Florida: Police Execute Two Unarmed People, Shoot Two of Their Own In Unhinged Rampage

May 9th, 2014

This is Florida Gold.

Via: CBS:

On December 10, more than two dozen police officers from across Miami Dade County converged on a blue Volvo that had crashed in the backyard of a townhouse on 65th Street just off 27th Avenue.

As the car was wedged helplessly between a light pole and a tree, nearly a minute passed before officers opened up – firing approximately 50 bullets at the car and the two unarmed men inside the vehicle.

The two men inside the car survived that initial volley of gunfire, according to witnesses, who said they could see the men moving inside the Volvo. Everything went quiet for nearly two minutes before the officers opened up a second time – unleashing an unrelenting torrent of bullets that lasted almost 25 seconds. By the time it was over, the two men inside the car were dead.

CBS4 News has learned a total of 23 officers fired a total of at least 377 rounds.

Bullets were sprayed everywhere. They hit the Volvo, other cars in the lot, fence posts and neighboring businesses. They blasted holes in a townhouse where a 12-year-old dove to the ground for cover and a four month old slept in his crib.

“It was like the Wild Wild West, man, crazy,” said Anthony Vandiver, who barely made it through the back door of his home before the gunfire erupted. “Shooting just wild; shooting all over the place. Bullets could have come through the window. Anything could have happened man. They weren’t thinking, they weren’t thinking at all.”

Earlier that night, the driver of the Volvo, Adrian Montesano, robbed a Walgreens at gunpoint, and then later shot Miami Dade Police Officer Saul Rodriguez in a nearby trailer park.
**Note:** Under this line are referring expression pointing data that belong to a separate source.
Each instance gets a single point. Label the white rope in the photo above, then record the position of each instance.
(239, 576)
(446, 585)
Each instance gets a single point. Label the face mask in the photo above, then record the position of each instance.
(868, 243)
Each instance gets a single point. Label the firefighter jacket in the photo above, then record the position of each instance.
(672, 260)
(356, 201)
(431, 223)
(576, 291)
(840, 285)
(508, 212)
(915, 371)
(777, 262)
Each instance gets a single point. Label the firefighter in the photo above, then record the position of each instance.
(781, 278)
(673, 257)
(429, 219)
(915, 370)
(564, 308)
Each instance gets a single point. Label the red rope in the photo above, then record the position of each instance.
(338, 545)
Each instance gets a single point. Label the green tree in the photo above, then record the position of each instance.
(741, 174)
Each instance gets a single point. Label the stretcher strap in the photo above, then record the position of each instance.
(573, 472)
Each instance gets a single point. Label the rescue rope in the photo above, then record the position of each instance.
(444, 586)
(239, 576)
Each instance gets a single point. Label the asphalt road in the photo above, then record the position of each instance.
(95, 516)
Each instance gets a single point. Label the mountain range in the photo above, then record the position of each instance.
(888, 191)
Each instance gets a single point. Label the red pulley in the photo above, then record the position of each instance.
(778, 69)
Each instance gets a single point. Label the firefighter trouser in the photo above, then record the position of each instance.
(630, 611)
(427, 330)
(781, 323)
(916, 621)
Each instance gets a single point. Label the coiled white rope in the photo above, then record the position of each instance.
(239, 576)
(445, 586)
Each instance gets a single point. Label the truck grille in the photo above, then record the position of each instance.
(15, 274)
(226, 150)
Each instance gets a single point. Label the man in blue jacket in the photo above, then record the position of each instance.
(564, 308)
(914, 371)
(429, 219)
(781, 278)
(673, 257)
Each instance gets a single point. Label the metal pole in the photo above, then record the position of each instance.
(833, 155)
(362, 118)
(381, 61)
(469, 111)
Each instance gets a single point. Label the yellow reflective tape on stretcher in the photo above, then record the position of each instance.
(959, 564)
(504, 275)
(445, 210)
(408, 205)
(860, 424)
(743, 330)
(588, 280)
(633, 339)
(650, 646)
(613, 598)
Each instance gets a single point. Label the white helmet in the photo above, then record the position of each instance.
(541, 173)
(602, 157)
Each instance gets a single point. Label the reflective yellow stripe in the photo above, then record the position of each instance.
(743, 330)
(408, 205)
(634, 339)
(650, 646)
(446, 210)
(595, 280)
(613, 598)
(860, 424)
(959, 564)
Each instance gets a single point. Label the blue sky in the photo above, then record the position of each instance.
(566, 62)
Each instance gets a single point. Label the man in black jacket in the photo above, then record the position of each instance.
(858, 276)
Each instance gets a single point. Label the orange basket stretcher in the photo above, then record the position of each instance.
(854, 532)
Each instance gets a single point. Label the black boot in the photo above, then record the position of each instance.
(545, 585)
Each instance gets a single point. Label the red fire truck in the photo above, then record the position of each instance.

Montesano escaped in the officer’s patrol car eventually dumping it at his grandmother’s house in Hialeah – before fleeing in her blue Volvo

By 5 am every cop in South Florida was looking for that blue Volvo – intent on catching the man who had shot one of their own.

But what police didn’t realize before they started shooting at the Volvo is there was a second man in the car – Corsini Valdes – who had committed no crime.

And in fact, as CBS4 News was the first to report, both men inside the Volvo were unarmed at the time police caught up with them. All of the gunfire came from police.

Montesano and Valdes were killed by the dozens of rounds that tore through their bodies.

But Montesano and Valdes weren’t the only ones struck – two Miami Dade police officers were hit as well – caught in the crossfire. One officer was shot in the arm and the second was hit in the arm and grazed in the head. If the bullet had struck just a half an inch to the side the officer would have been killed.

The sound of the gunfire was deafening – literally deafening. Two Miami police officers sustained ruptured ear drums from the cacophony of shots.

CBS4 News has spent the last five months piecing together the events of that evening and the hunt for the blue Volvo. CBS4 News reviewed radio transmissions, analyzed video taken during the shooting, interviewed officials from the different agencies involved, and reviewed records related to the officers who fired their weapons.

The nature of the shooting suggests the officers lost sight of their own training and that the officers, caught up in the heat of the moment, failed to listen to their radios or coordinate their actions endangering not only their own lives but the lives of the public.

It is worth saying, none of this would have happened if Adrian Montesano had not made the decision to rob the Walgreens and shoot a police officer. None of those officers would have been in that backyard if it weren’t for the actions of Montesano. But that does not absolve the officers of responsibility for their own conduct, as well.

One Response to “Florida: Police Execute Two Unarmed People, Shoot Two of Their Own In Unhinged Rampage”

  1. JWSmythe says:

    Wow.

    I can understand how people get caught up in the moment. Initially, it sounded like a traffic accident turned into a murder by cops. After seeing it was an armed robbery where the suspect shot a cop, you can understand where the police knew the suspect was armed, dangerous, and willing to shoot to get out of it.

    The interview in the video at the end really explains it. Too many people were trying to control the scene. The cops were acting independently, which can never go well. The second volley of gunfire was in response to the suspect raising his hands, under direct order from another officer.

    For officers that couldn’t hear those instructions (probably because their ears were still ringing), raising his hands would have appeared aggressive.

    The police did totally fuck up. I won’t even attempt to justify the way they operated. They were trained, exactly *ONE* person controls the scene. You have to follow their instructions explicitly, or you risk something exactly like this.

    And of course, simple firearms safety rules. You have to be sure of the target *and* what’s behind it. By hitting any buildings, other cars, and other things (like other officers), they weren’t doing one of the primary rules of firearms. They can’t use the excuse that it was the scene which dictated the behavior. Those rules are for *exactly* situations like this. They’re really lucky more people weren’t hurt.

    in the end, they did kill an innocent person. Just being in the car with a criminal is not a criminal action. I didn’t read up enough on the story to know if the passenger was an associate, kidnapping victim, or just a stranger who asked for a ride.